Everywhere I go, I like to try whatever food is considered the specialty. In Solvang, it’s the aebleskiver– a spherical pancake. We sampled aebleskivers from not one, but TWO local spots.

First we hit up The Little Mermaid, a restaurant that is more Hans Christian Andersen than Disney. (They heavily feature the famous Danish statue.)

Charmed, I'm sure.

For $6, we got a plate of three aebleskivers, with whipped cream and fresh fruit. We also got a little bowl of raspberry jam, to accompany our dough-balls.

Aebleskiver innards.

I’m not always on board when it comes to raspberry-based foods, but I enjoyed the raspberry jam. (Later I felt a bit ill– maybe from the sweetness– but I got over it in time for the next round.)

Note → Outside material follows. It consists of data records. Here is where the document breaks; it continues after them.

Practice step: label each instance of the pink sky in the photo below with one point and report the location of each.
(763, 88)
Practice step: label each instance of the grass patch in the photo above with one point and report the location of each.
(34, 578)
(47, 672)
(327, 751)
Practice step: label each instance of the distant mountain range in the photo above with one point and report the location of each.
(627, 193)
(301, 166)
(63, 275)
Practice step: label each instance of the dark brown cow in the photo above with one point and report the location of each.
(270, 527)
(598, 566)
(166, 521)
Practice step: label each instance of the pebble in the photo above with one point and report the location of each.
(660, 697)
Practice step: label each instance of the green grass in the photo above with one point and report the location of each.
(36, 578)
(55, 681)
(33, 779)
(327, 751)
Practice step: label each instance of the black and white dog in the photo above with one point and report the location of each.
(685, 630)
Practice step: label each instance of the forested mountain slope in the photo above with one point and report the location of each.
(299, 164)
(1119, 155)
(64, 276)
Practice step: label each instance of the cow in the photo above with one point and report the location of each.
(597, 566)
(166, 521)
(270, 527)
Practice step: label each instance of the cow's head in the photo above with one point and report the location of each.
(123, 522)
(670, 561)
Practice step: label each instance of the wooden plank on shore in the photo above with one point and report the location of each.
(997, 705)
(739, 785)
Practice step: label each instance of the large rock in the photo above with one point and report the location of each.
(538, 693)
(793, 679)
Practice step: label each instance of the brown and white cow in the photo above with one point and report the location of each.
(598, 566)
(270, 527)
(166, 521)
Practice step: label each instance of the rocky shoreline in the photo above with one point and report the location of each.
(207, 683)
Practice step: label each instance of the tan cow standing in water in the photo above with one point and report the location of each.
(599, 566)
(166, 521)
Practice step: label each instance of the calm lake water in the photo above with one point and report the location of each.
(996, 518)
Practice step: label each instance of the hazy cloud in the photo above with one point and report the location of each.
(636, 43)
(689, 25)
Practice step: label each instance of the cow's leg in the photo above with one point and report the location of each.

After some walking about, we hit up the Solvang Restaurant, where the aebleskivers are so popular that you don’t even have to go inside to order them– you can grab a few at a walk-up window. (And also watch them being cooked in their little pans– cool.)

Solvang Restaurant's aebleskiver operation.

Zoom in…

Now you can see the pans.

Apparently the aebleskivers here are the handiwork of some man named Arne. On the Solvang Restaurant website, you can read his somewhat nonsensical explanation of the aebleskiver. (Sample line: “Aebleskiver are a delicacy, supposedly invented by some Dane back in history.” Really? How specific!)

For $3.40, you get three aebleskivers in a food truck-esque paper container.

Arne's famous aebleskivers. Supposedly invented by some Dane back in history.

I expected aebleskivers to be like donut holes– greasy, sticky, etc. But they were actually light and fluffy. The ones at The Little Mermaid were in some places a bit crisp on the outside, and if this had been a contest they might have won, by a narrow margin.

I liked that one of my Arne’s aebleskivers had a little pocket of air in it.


If you want a sit-down dining experience (and some fruit), The Little Mermaid wasn’t crowded, and had an old-timey charm. (And you can order other food.) If you want your aebleskivers on-the-go, Solvang Restaurant’s take-out window is for you. (Or you can also go inside and sit down. I’m sure they have old-timey charm, too.) (Basically, it’s a toss-up.)

Maybe later I’ll blog about the other specialties I tried on the trip– did you know that Monterey is famous for its sanddabs? (Did you know that sanddabs existed?)

In case I don’t blog again for a few days… Happy New Year! In 2012, I’m going to make my own frozen yogurt! Watch out, world.